1 Universidade do Algarve, Instituto Superior de Engenharia, Campus da Penha, 8005-139 Faro, Portugal
2 Universidade do Algarve, Centre for Mediterranean Bioresources and Food (MeditBio), Campus de Gambelas, 8005-139 Faro, Portugal

This study aimed at evaluating the effectiveness of seasoning Cobrançosa table olives in a brine with aromatic ingredients, in order to mask the bitter taste given by KCl when added to reduced-sodium fermentation brines. Olives were fermented in two different salt combinations: Brine A, containing 8% NaCl and, Brine B, a reduced-sodium brine, containing 4% NaCl + 4% KCl.
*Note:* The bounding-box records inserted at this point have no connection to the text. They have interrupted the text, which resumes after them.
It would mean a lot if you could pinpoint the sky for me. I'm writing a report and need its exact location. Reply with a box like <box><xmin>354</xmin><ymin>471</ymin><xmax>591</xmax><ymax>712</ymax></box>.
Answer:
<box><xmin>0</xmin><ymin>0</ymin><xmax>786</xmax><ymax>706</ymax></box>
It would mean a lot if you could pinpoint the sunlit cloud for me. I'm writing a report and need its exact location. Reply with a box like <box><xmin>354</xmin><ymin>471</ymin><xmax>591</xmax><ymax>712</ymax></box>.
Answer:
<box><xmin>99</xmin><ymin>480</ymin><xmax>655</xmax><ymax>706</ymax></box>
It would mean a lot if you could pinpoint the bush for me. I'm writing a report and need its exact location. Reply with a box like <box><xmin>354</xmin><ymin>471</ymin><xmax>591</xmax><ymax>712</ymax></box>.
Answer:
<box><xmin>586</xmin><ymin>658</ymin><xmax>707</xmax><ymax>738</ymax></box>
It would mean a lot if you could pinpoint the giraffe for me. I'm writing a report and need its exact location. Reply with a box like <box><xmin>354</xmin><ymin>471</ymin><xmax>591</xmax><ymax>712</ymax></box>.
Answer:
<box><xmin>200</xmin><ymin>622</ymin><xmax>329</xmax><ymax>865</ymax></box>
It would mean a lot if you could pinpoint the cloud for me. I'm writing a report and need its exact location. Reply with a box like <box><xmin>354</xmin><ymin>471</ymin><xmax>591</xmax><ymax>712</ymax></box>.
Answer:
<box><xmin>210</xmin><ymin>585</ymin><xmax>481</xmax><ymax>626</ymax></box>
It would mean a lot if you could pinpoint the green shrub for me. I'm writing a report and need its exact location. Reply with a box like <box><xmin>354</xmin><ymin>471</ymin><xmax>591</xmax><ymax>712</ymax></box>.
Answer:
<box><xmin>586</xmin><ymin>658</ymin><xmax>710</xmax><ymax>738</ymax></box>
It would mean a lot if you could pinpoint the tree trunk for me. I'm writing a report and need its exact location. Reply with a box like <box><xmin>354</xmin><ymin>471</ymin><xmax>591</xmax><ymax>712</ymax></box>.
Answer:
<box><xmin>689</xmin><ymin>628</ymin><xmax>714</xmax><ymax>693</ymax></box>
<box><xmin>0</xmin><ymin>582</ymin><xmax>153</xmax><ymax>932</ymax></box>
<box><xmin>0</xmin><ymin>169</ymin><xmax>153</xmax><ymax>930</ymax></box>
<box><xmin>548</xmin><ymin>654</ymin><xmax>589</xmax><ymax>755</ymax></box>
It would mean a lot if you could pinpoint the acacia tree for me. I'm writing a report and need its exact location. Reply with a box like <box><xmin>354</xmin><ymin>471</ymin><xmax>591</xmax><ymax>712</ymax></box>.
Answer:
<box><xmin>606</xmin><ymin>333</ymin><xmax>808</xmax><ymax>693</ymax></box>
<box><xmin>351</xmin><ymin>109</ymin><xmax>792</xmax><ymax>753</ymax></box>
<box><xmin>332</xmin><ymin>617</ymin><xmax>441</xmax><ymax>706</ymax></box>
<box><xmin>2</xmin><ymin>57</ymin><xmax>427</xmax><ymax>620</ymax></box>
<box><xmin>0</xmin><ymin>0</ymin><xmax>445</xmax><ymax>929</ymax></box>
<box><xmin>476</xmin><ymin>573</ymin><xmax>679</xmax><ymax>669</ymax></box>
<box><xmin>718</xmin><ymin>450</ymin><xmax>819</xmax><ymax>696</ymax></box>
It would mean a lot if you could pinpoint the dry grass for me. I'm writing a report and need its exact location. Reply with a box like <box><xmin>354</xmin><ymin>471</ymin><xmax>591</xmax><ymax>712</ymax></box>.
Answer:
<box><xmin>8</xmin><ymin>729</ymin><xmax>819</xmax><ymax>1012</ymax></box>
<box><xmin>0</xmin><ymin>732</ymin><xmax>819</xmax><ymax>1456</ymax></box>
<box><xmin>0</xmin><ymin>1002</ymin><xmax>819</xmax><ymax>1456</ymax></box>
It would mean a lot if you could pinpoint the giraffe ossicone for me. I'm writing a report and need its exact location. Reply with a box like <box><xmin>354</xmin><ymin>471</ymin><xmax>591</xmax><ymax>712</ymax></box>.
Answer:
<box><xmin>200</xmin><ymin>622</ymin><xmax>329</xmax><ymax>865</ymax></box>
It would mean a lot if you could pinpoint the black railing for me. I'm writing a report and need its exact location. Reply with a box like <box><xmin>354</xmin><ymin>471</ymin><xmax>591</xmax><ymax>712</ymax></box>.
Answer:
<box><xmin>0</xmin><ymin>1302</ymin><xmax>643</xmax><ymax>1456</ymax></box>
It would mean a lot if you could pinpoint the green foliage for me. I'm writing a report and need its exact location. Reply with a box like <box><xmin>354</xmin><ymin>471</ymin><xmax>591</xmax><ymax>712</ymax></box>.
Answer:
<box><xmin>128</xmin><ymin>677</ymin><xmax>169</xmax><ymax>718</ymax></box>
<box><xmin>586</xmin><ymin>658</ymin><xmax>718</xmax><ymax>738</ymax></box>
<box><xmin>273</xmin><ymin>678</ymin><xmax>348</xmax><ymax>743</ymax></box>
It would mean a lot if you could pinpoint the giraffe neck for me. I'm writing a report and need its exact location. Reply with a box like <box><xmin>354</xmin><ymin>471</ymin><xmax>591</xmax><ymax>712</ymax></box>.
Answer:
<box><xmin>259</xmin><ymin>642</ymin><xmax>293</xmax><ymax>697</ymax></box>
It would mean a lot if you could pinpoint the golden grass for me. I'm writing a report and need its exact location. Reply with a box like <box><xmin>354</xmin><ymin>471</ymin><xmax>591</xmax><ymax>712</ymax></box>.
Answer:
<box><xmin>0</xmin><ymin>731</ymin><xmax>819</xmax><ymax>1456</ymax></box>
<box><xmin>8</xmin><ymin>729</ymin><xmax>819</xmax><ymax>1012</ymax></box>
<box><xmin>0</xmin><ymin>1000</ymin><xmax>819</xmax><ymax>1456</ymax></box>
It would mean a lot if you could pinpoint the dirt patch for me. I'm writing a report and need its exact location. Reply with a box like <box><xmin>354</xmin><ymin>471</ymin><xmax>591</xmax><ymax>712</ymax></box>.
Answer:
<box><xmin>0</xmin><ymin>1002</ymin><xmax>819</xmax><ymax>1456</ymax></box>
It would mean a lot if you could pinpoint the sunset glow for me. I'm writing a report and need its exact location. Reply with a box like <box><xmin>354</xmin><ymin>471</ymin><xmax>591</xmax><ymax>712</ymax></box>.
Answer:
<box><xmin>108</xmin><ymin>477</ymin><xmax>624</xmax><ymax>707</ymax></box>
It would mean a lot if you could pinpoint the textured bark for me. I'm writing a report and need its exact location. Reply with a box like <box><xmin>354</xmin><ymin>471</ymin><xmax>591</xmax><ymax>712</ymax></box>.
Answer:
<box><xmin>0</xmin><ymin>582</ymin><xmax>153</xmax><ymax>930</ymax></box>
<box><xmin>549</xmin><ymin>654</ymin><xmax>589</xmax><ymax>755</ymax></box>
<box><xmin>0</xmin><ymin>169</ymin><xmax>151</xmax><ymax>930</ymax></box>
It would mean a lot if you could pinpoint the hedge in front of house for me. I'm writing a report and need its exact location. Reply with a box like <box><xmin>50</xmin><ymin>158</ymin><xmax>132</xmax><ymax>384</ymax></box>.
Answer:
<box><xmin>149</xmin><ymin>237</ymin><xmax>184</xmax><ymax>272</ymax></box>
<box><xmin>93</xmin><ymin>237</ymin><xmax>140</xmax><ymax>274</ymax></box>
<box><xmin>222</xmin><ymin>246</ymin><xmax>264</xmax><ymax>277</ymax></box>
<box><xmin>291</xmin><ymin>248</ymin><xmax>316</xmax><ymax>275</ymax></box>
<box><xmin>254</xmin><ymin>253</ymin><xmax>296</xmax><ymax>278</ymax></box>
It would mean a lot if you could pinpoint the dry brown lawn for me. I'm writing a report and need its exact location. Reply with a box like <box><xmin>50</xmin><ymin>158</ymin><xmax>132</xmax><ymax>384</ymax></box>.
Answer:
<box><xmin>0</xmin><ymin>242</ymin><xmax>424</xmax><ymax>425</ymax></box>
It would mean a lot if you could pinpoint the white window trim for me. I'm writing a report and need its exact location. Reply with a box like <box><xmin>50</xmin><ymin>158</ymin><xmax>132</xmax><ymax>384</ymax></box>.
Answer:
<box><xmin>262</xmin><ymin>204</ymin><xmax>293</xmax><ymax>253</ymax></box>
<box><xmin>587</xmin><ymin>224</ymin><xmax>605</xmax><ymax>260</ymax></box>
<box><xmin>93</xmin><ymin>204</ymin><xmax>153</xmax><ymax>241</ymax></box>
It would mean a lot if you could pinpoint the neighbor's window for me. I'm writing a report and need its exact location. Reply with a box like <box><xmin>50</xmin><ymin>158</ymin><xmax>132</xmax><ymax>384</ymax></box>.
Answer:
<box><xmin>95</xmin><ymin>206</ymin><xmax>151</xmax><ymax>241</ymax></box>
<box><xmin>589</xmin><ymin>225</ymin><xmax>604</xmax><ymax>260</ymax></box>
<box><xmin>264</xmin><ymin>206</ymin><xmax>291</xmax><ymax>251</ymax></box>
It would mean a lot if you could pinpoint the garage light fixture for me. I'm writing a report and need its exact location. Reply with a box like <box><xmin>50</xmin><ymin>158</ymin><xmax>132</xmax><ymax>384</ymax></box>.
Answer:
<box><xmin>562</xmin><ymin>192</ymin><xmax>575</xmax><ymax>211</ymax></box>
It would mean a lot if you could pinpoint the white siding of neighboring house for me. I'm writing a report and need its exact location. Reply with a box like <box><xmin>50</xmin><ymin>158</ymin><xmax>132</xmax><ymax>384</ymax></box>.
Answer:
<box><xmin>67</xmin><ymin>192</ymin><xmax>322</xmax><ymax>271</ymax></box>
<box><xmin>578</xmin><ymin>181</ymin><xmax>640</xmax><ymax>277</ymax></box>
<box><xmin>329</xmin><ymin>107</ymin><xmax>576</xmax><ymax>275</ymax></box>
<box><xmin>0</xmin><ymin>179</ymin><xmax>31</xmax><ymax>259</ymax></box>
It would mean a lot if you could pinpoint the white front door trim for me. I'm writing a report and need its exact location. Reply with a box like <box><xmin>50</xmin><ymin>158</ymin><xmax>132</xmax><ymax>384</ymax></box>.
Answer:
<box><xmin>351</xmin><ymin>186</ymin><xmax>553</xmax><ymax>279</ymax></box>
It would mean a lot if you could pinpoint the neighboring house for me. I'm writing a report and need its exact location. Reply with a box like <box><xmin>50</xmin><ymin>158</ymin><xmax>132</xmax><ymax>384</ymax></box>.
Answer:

After the fermentation the olives were immersed in seasoning brines with NaCl (2%) and the aromatic herbs (thyme, oregano and calamintha), garlic and lemon. At the end of the fermentation and two weeks after seasoning, the physicochemical, nutritional, organoleptic, and microbiological parameters, were determined. The olives fermented in the reduced-sodium brines had half the sodium concentration, higher potassium and calcium content, a lower caloric level, but were considered, by a sensorial panel, more bitter than olives fermented in NaCl brine. Seasoned table olives, previously fermented in Brine A and Brine B, had no significant differences in the amounts of protein (1.23% or 1.11%), carbohydrates (1.0% or 0.66%), fat (20.0% or 20.5%) and dietary fiber (3.4% or 3.6%). Regarding mineral contents, the sodium-reduced fermented olives, presented one third of sodium, seven times more potassium and three times more calcium than the traditional olives fermented in 8% NaCl. Additionally, according to the panelists’ evaluation, seasoning the olives fermented in 4% NaCl + 4% KCl, resulted in a decrease in bitterness and an improvement in the overall evaluation and flavor. Escherichia coli and Salmonella were not found in the olives produced.